Meanwhile, Barclays has predicted London's stock market has emerged from the "investment wilderness" after the Brexit deal triggered a record rush into shares exposed to the UK economy.
Mr El-Erian said the bubble "can be handled in an orderly fashion" if economies recover enough.
Vaccine hopes have created a light at the end of the tunnel for investors, although the pandemic is at its worst point in many parts of the world.
Peter Hargreaves – co-founder of investment platform Hargreaves Lansdown and one of Britain's richest men – disputed that there is bubble.
He said: "I've never known a market crash when everyone's been saying it's a bubble."

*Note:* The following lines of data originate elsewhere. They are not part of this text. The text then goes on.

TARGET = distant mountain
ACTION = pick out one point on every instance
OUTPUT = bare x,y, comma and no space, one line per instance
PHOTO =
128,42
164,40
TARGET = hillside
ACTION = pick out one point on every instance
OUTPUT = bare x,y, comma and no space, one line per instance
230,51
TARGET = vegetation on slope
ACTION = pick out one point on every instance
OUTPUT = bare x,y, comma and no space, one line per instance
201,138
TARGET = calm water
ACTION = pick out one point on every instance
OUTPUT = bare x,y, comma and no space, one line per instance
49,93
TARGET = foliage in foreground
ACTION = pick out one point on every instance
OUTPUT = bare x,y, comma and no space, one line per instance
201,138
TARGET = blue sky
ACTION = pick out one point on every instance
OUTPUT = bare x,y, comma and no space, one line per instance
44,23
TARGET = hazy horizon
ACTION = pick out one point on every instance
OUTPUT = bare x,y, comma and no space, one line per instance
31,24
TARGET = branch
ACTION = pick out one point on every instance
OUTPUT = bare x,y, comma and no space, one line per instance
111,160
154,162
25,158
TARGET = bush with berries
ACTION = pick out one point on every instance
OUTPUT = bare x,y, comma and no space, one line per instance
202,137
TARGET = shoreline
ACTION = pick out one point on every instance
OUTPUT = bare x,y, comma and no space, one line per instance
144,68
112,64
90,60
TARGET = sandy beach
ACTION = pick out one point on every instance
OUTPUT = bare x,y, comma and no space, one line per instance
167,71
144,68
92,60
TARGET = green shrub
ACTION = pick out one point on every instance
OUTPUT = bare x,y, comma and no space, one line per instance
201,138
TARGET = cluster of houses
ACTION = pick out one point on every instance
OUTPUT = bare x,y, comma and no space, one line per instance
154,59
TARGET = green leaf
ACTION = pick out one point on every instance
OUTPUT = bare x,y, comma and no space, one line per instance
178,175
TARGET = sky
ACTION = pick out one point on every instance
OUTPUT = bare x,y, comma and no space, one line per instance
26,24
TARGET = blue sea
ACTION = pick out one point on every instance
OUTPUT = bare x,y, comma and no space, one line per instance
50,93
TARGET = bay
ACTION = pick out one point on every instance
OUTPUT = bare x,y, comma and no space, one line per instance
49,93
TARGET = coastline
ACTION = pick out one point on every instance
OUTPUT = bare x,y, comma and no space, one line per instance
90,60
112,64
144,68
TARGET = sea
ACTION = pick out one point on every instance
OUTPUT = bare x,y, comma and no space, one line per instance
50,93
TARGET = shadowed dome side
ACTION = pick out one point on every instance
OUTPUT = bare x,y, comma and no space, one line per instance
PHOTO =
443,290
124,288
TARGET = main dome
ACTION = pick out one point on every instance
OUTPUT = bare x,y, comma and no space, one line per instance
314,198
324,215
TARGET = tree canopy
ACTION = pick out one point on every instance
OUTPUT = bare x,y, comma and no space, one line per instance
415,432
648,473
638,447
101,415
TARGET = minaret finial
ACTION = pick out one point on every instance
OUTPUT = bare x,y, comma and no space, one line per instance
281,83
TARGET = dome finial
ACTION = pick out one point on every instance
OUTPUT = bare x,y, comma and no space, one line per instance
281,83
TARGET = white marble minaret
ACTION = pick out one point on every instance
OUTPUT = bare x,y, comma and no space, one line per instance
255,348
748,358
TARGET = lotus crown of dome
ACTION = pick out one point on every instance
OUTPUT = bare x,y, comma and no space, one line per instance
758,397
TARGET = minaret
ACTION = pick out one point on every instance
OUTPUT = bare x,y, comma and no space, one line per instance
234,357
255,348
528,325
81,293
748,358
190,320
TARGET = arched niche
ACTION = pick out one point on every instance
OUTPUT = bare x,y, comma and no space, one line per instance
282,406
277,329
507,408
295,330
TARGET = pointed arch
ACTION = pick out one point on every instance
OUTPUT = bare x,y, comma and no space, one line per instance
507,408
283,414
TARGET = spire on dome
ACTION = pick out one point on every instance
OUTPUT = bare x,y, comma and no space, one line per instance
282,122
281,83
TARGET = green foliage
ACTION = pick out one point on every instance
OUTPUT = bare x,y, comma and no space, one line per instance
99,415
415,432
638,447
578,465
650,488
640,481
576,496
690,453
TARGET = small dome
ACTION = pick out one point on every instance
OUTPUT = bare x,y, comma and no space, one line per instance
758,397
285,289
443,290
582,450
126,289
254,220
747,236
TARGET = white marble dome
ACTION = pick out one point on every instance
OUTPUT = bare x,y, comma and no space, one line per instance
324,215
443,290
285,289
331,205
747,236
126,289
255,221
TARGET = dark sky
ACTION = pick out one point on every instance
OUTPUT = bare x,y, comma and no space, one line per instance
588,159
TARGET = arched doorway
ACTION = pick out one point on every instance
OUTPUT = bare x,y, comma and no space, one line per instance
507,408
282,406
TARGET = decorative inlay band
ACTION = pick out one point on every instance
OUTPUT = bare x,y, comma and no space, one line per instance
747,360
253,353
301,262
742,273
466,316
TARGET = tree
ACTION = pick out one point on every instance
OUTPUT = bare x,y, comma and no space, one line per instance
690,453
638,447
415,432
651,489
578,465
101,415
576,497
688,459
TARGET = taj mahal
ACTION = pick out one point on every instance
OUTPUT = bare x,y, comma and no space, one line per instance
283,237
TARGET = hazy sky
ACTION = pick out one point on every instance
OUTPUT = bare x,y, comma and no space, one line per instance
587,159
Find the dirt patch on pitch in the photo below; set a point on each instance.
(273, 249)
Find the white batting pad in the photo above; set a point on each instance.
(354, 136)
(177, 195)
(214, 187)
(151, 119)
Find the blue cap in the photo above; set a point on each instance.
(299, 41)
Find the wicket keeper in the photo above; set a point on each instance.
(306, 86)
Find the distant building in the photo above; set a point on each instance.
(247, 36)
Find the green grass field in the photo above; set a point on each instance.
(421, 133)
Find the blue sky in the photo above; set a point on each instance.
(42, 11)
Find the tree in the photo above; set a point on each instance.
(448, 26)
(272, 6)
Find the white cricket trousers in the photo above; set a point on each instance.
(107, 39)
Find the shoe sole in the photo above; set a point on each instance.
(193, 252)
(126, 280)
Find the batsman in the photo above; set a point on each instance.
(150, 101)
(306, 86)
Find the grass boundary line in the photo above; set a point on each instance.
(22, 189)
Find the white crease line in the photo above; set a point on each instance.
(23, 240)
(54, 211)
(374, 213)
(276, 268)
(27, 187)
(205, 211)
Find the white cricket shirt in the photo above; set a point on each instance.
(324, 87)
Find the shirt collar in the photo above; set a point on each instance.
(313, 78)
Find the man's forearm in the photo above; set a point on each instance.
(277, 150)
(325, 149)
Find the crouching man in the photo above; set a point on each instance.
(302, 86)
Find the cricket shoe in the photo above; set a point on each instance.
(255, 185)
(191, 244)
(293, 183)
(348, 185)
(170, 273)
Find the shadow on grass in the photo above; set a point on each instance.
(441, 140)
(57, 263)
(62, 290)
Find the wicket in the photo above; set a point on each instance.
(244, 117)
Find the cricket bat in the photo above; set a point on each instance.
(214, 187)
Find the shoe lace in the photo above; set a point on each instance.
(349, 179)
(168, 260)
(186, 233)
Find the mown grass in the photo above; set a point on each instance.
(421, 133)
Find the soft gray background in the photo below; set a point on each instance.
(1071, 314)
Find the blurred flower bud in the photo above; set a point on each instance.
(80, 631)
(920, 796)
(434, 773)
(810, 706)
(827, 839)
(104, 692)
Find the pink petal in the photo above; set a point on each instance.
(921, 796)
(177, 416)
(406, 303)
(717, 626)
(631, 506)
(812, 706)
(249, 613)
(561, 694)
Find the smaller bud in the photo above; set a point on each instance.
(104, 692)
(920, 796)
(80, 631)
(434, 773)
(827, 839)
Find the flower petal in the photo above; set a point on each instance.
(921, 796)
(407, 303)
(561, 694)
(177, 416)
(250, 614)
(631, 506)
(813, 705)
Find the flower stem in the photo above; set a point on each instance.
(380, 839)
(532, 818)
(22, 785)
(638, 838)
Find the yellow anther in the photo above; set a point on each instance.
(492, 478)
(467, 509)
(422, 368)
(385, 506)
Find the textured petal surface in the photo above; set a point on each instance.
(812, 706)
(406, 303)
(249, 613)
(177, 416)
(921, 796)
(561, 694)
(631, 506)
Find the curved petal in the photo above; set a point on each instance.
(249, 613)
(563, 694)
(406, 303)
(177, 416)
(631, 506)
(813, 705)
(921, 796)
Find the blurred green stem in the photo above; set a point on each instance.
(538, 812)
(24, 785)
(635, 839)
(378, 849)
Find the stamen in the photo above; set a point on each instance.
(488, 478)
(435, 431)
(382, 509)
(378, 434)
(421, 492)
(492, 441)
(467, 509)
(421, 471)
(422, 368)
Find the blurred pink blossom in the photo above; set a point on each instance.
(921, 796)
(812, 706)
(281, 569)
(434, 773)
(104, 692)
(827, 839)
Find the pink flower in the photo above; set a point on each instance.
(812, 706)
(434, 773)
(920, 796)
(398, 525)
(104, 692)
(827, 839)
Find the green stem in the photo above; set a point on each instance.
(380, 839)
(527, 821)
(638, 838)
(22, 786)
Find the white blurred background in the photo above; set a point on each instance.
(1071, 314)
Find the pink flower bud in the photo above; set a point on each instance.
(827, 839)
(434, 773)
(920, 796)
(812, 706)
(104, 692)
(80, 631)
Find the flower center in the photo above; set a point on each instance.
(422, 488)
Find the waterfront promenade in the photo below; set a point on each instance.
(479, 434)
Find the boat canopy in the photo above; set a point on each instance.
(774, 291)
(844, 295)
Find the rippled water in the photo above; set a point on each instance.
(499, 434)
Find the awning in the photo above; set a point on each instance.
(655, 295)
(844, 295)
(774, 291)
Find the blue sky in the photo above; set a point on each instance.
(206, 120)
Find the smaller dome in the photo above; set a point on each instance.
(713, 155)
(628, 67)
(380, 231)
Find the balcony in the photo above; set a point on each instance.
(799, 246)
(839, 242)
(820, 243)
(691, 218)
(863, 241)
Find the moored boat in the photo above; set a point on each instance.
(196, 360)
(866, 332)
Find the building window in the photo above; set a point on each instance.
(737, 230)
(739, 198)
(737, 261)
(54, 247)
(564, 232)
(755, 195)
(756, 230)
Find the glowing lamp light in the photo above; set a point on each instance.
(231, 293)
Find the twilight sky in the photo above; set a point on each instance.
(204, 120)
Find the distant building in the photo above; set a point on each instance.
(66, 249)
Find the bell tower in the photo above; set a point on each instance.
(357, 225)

Mr Hargreaves argued that investors have already accounted for bad news about the pandemic. He conceded that some companies were "wildly overpriced", however, pointing to Elon Musk's $800bn Tesla as an example. He predicted a surge in spending driven by pent-up demand once vaccines allow a return to normal life.
"People are desperate to pamper themselves," Mr Hargreaves said, adding that the companies that have been hit hardest "are the ones that are going to bounce the biggest".
Peter Oppenheimer, chief global equity strategist at Goldman Sachs, said stimulus measures had given investors confidence to look past the pandemic.
A correction would be threatened if rising infection rates and increasing restrictions stifle the recovery, Mr Oppenheimer said. But a sustained stock market downturn is unlikely, he argued, and markets may merely plateau before a recovery kicks in.
Mr Oppenheimer said: "It isn't unusual to see the sharpest recovery as investors grow more confident that you can come out of recession."
He cautioned, however, that valuations may slip later in the year as companies begin to report post-pandemic profit figures.
Despite record highs being reached elsewhere, the FTSE 100 still has a way to go to make up the ground it lost last year. But it has outperformed all major US and European stock indices in 2021.
Barclays strategist Emmanuel Cau said UK stocks had started the year "with a bang" after being stuck in the "investment wilderness" since the Brexit vote.
The bank said a record amount of money was ploughed into domestically-focused FTSE 250 stocks after the risk of a no-deal Brexit was removed. Around £400m was pushed into exchange-traded funds tracking the index in December.